To reinforce control of the manufacturing processes of vinyl chloride and polyvinyl chloride (PVC) and to reduce vinyl chloride monomer (VCM) emissions, the EPA promulgated the Air Pollutant Emission Standards for Manufacturing Vinyl Chloride and Polyvinyl Chloride on 22 January 2019. 

VCM is a hazardous air pollutant (HAP) known to be a human carcinogen. To lessen the negative impacts on the environment and human health caused by exposure to this gaseous substance, the EPA is tightening the emission standards for VCM produced by the petrochemical industry.

Forming comprehensive control regulations for better air quality

The existing Volatile Organic Compound Air Pollution Controls and Emission Standards regulates major emission sources such as exhaust gas combustion towers, storage facilities and equipment components.

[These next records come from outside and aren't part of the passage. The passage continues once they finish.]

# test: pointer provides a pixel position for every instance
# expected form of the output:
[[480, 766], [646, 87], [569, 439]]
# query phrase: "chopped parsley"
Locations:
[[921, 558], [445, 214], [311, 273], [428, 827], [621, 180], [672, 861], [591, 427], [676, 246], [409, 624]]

The volatile organic compound (VOC) emission standards have led to significant VOC reduction outcomes; hence, the EPA is now further advancing controls on HAPs emitted by the petrochemical industry by applying stricter VCM emission control standards.

Achieving emission reductions with the best available control technology

After taking international regulations and control implementation experiences into account, the EPA also re-evaluated its existing air-pollutant emission control policies before formulating the new standards. Based on assessments of potential health risks and the capacity of control equipment and technology in Taiwan, the Air Pollutant Emission Standards for Manufacturing Vinyl Chloride and Polyvinyl Chloride were designed to strengthen the control of the manufacturing, storage, and transport of vinyl chloride and PVC. By tightening the control standards, the EPA aims to reduce the adverse effects caused by HAP emissions (e.g., VCM and dichloroethane) discharged from factory exhaust pipes or escaped from facilities.

Strengthening industrial participation

The main focus of the new standards includes:

.Limiting vinyl chloride emissions from exhaust pipes to no higher than 10 ppm

.The screening value of VOC emissions from each individual equipment component shall not exceed 1,000 ppm. To prevent leakage and enhance source control, facilities are also required to install leak prevention components.

.Leak control connectors are to be installed to all loading and unloading lines and kept closed when not in use to prevent leakage during the loading and unloading operation process.

.Storage vehicles are required to maintain all components and loading and unloading lines sealed, in which condition the VOC concentration does not exceed 1,000 ppm.

.The VOC emission concentration is not to exceed 500 ppm during the operation of a polymerization reaction to avoid excessive pollutant emissions.

.VCM manufacturers with fixed-roof tanks for dichloroethane storage are to be equipped with pressure/vacuum vents that are connected to pollution control systems with an emission reduction rate of 95% or higher.

.Multiple wastewater control measures for VCM and PVC plants have been added to the emission standards. To prevent pollution caused by VCM emissions from process and fugitive sources, PVC plants are requested to treat their wastewater until its content of VCM concentration is below 0.1 mg/L, before recycling and reuse.

The implementation timeline for the standards will provide sufficient time for adjustments. Except for certain improvement works that are granted an extra one to three years for completion, the rest of the regulations will take immediate effect as of the date of promulgation.